Kapolres Blitar AKBP Rivanda melalui Kasatresnarkoba Polres Blitar AKP Yussi Purwanto mengatakan dalam operasi tersebut terdapat dua kasus yang masuk target operasi (TO) dan empat kasus non target operasi (Non TO).
Dengan pengungkapan tersebut, total kasus narkoba yang berhasil diungkap Satresnarkoba Polres Blitar sejak Januari hingga 10 Maret 2026 mencapai 25 kasus.

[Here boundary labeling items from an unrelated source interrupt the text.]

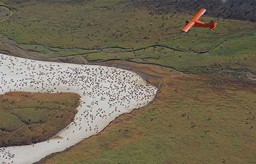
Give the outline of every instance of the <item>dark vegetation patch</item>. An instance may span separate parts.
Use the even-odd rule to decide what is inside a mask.
[[[45,141],[68,126],[79,95],[10,92],[0,95],[0,147]]]
[[[146,7],[158,13],[188,12],[194,14],[200,8],[214,18],[256,21],[254,0],[131,0],[133,5]]]

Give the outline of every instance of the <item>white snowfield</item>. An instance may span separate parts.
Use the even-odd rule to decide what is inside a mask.
[[[0,54],[0,94],[73,92],[81,96],[73,122],[57,137],[0,148],[0,163],[29,164],[96,135],[122,114],[152,101],[157,89],[137,74],[100,66],[34,61]]]

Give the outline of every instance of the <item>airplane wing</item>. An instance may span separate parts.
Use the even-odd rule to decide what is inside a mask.
[[[191,21],[189,23],[188,23],[186,26],[185,26],[181,31],[183,32],[187,32],[189,29],[192,28],[196,23],[194,21]]]
[[[195,16],[192,20],[199,20],[201,18],[202,18],[205,11],[205,9],[201,8],[200,10],[199,10],[197,14],[196,14],[196,16]]]
[[[189,23],[188,23],[184,28],[183,28],[181,31],[183,32],[187,32],[189,29],[192,28],[195,24],[196,20],[199,20],[205,12],[206,10],[204,8],[201,8],[198,12],[196,14],[196,16],[191,20]]]

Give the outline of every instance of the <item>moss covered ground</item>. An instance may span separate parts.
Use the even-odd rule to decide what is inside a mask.
[[[79,95],[10,92],[0,95],[0,147],[45,141],[68,126]]]

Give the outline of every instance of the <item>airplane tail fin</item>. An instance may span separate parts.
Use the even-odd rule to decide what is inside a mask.
[[[214,30],[216,28],[217,25],[218,25],[218,24],[217,23],[214,23],[213,22],[213,21],[212,21],[212,20],[211,21],[210,21],[210,23],[209,23],[209,24],[210,25],[210,31]]]

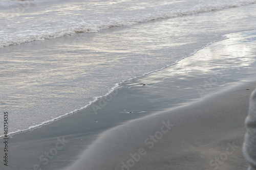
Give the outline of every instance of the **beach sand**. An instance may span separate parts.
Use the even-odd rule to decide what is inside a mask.
[[[124,83],[118,89],[100,110],[104,114],[96,114],[89,107],[32,131],[13,135],[9,140],[8,168],[246,169],[247,163],[241,151],[244,122],[255,81],[233,83],[227,89],[201,100],[171,108],[166,106],[165,111],[148,113],[146,110],[132,109],[146,106],[133,106],[127,102],[139,104],[141,99],[137,100],[137,96],[147,99],[138,87],[151,88],[136,81]],[[127,90],[128,87],[133,90]],[[133,112],[123,111],[124,108]],[[148,115],[143,117],[145,114]],[[125,119],[132,120],[120,123]],[[168,124],[171,125],[168,126]],[[138,153],[141,154],[139,157]],[[131,154],[134,156],[134,163]],[[218,157],[219,162],[215,159]],[[122,162],[131,167],[125,168]]]
[[[246,169],[244,122],[255,84],[107,131],[67,169]]]
[[[233,34],[124,82],[82,110],[9,136],[8,166],[0,169],[246,169],[241,150],[256,84],[255,48],[237,45],[247,34]]]

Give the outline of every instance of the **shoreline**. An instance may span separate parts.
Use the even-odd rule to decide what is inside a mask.
[[[230,39],[212,44],[176,65],[124,82],[75,114],[13,135],[8,143],[8,167],[217,167],[216,161],[214,166],[210,161],[227,147],[230,153],[228,143],[240,146],[243,141],[252,91],[246,89],[255,88],[256,72],[255,48],[249,46],[253,41],[246,38],[254,38],[254,33],[229,35]],[[245,45],[238,48],[242,43]],[[198,89],[204,90],[203,95]],[[0,143],[3,151],[4,143]],[[233,151],[218,166],[245,168],[241,150]],[[134,159],[134,155],[139,159],[137,154],[141,155],[138,161]],[[3,166],[0,164],[5,169]]]

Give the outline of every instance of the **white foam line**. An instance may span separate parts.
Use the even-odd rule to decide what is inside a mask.
[[[230,2],[228,3],[222,4],[198,5],[193,9],[175,12],[163,13],[160,14],[147,14],[144,16],[138,16],[133,18],[120,19],[113,20],[108,23],[103,23],[100,25],[83,23],[72,28],[66,28],[62,30],[56,30],[52,32],[44,31],[38,34],[30,34],[25,35],[24,37],[13,38],[11,39],[6,39],[0,41],[0,47],[4,47],[11,45],[17,45],[21,43],[30,42],[35,41],[44,40],[46,39],[62,37],[67,35],[72,35],[79,33],[96,33],[100,30],[110,29],[113,27],[130,26],[134,24],[146,22],[159,18],[169,18],[175,17],[189,15],[211,11],[225,9],[230,8],[238,7],[256,3],[256,0],[238,1]],[[114,20],[115,19],[115,20]]]
[[[200,51],[201,50],[202,50],[202,49],[205,48],[206,47],[210,45],[210,44],[212,44],[212,43],[215,43],[216,42],[220,41],[222,41],[222,40],[225,40],[225,39],[228,39],[228,38],[224,37],[223,38],[222,38],[222,39],[221,39],[220,40],[216,40],[216,41],[214,41],[210,42],[207,43],[206,45],[205,45],[205,46],[203,46],[202,47],[201,47],[201,48],[199,48],[199,49],[198,49],[198,50],[195,50],[193,53],[191,53],[188,56],[187,56],[186,57],[183,57],[181,59],[178,60],[176,60],[174,63],[169,64],[169,65],[167,65],[165,67],[162,67],[162,68],[161,68],[160,69],[157,69],[157,70],[155,70],[151,71],[150,71],[150,72],[143,74],[142,74],[141,76],[137,76],[137,77],[134,77],[133,78],[130,78],[130,79],[127,79],[127,80],[122,80],[122,81],[121,81],[119,83],[116,83],[115,84],[114,86],[113,87],[112,87],[111,88],[111,89],[109,92],[108,92],[105,95],[101,95],[101,96],[97,96],[97,97],[94,97],[93,101],[89,102],[89,103],[88,104],[87,104],[87,105],[86,105],[85,106],[84,106],[83,107],[81,107],[81,108],[80,108],[79,109],[75,109],[75,110],[73,110],[72,111],[71,111],[71,112],[70,112],[69,113],[66,113],[66,114],[63,114],[62,115],[61,115],[61,116],[58,116],[57,117],[52,118],[51,120],[47,120],[47,121],[45,121],[45,122],[41,123],[40,124],[36,125],[35,125],[35,126],[30,126],[28,129],[25,129],[24,130],[18,130],[18,131],[15,131],[15,132],[10,132],[10,133],[9,133],[7,134],[7,135],[8,136],[10,136],[11,135],[13,135],[14,134],[16,134],[16,133],[20,133],[20,132],[24,132],[24,131],[28,131],[28,130],[30,130],[32,129],[35,129],[36,128],[41,127],[41,126],[42,126],[43,125],[45,125],[46,124],[52,123],[52,122],[54,122],[55,120],[57,120],[61,118],[66,117],[66,116],[68,116],[68,115],[69,115],[70,114],[73,114],[73,113],[75,113],[75,112],[77,112],[78,111],[80,111],[80,110],[82,110],[83,109],[85,109],[85,108],[88,107],[89,106],[91,106],[91,105],[92,104],[93,104],[94,102],[96,102],[97,101],[98,101],[100,99],[101,99],[102,98],[105,97],[105,96],[108,96],[108,95],[110,94],[113,91],[114,91],[114,90],[115,90],[116,89],[117,89],[120,86],[120,84],[122,84],[124,82],[130,81],[130,80],[132,80],[138,78],[142,77],[145,76],[146,75],[148,75],[150,74],[151,74],[151,73],[153,73],[153,72],[157,72],[157,71],[159,71],[161,70],[162,70],[162,69],[164,69],[165,68],[167,68],[167,67],[169,67],[170,66],[174,65],[175,64],[177,64],[178,63],[179,61],[183,60],[184,58],[186,58],[187,57],[190,57],[190,56],[191,56],[195,55],[196,53],[197,53],[197,52],[198,51]],[[3,137],[4,137],[4,136],[0,136],[0,138],[2,138]]]

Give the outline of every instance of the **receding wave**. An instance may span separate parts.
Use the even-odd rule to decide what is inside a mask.
[[[155,13],[135,16],[130,18],[111,18],[108,22],[88,23],[86,21],[76,23],[75,26],[68,28],[58,28],[55,30],[44,30],[30,33],[19,34],[16,37],[6,38],[0,40],[0,47],[11,45],[44,40],[47,39],[59,38],[79,33],[95,33],[113,27],[130,26],[145,22],[159,18],[169,18],[183,15],[192,15],[211,11],[230,8],[238,7],[256,3],[256,0],[229,1],[212,4],[201,4],[195,6],[188,10],[176,9],[168,12]]]

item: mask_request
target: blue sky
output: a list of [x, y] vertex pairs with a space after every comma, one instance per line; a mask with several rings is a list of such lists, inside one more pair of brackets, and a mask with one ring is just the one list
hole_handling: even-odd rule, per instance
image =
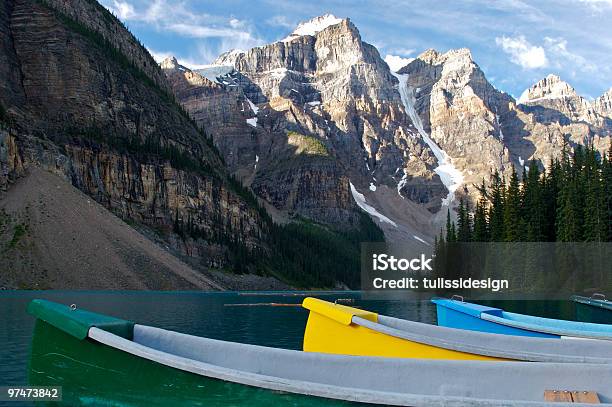
[[593, 98], [612, 87], [612, 0], [100, 0], [157, 58], [205, 65], [284, 38], [300, 22], [349, 17], [381, 56], [470, 48], [515, 97], [555, 73]]

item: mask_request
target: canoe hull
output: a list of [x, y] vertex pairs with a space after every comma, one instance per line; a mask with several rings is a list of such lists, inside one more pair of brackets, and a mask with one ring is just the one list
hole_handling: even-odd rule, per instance
[[436, 304], [438, 325], [447, 328], [468, 329], [471, 331], [488, 332], [503, 335], [531, 336], [536, 338], [560, 338], [559, 335], [552, 335], [544, 332], [529, 331], [510, 326], [497, 324], [491, 321], [480, 319], [477, 316], [469, 315], [464, 312]]
[[[323, 301], [305, 301], [310, 309], [304, 332], [304, 351], [353, 356], [381, 356], [394, 358], [445, 359], [445, 360], [505, 360], [491, 356], [443, 349], [403, 338], [384, 335], [364, 326], [352, 324], [350, 318], [336, 317], [329, 309], [312, 309], [326, 305]], [[311, 307], [311, 308], [309, 308]], [[354, 308], [343, 307], [349, 315]], [[361, 317], [376, 322], [376, 314], [361, 312]], [[322, 334], [324, 333], [324, 334]]]
[[65, 405], [351, 405], [173, 369], [91, 339], [77, 339], [42, 320], [36, 320], [34, 328], [28, 378], [32, 386], [62, 386]]
[[576, 304], [576, 317], [579, 321], [596, 324], [612, 324], [612, 303], [575, 295], [571, 298]]

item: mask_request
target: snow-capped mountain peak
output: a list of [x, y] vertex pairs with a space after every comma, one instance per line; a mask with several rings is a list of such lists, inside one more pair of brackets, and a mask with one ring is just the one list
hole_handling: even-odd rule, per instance
[[561, 99], [567, 96], [577, 96], [576, 91], [557, 75], [550, 74], [535, 85], [526, 89], [518, 103], [530, 103], [542, 99]]
[[224, 52], [223, 54], [219, 55], [217, 57], [217, 59], [215, 59], [215, 61], [212, 63], [212, 65], [231, 65], [234, 66], [234, 63], [236, 62], [236, 59], [238, 59], [238, 57], [240, 55], [244, 54], [244, 51], [241, 49], [232, 49], [229, 50], [227, 52]]
[[282, 41], [292, 41], [303, 35], [315, 35], [319, 31], [323, 31], [327, 27], [339, 24], [341, 22], [342, 19], [334, 16], [333, 14], [324, 14], [300, 23], [297, 28]]
[[163, 61], [161, 61], [159, 66], [162, 69], [176, 69], [179, 67], [179, 64], [178, 64], [178, 61], [176, 60], [176, 57], [170, 56], [164, 59]]

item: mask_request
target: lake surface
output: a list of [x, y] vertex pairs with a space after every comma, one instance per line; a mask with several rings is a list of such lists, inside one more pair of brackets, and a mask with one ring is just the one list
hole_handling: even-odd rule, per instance
[[[301, 349], [308, 312], [299, 304], [306, 295], [355, 304], [381, 314], [435, 324], [435, 307], [428, 300], [363, 300], [359, 292], [202, 293], [202, 292], [3, 292], [0, 293], [0, 386], [25, 385], [34, 318], [28, 302], [44, 298], [117, 316], [140, 324], [227, 341]], [[244, 304], [295, 304], [265, 306]], [[554, 318], [574, 319], [569, 301], [504, 302], [489, 305]]]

Baca Juga :Dukung Gerakan Pangan Murah Polri, Polres Blitar Gelar Bazar Sembako Murah untuk Warga
“Untuk periode Januari hingga awal Maret 2026 atau sekitar tiga bulan ini total menjadi 25 kasus yang terdiri dari 10 kasus sabu dan 15 kasus obat keras berbahaya jenis double L yang berhasil kami ungkap,” ujar Yussi, Rabu (11/3/2026).
Dari pengungkapan tersebut, polisi mengamankan 29 tersangka. Selain itu, petugas juga menyita sejumlah barang bukti berupa sabu seberat 230,23 gram serta 14.447 butir obat keras berbahaya jenis double L.
AKP Yussi menjelaskan pengungkapan kasus tersebut berawal dari informasi masyarakat terkait dugaan adanya aktivitas transaksi narkotika di wilayah Kabupaten Blitar.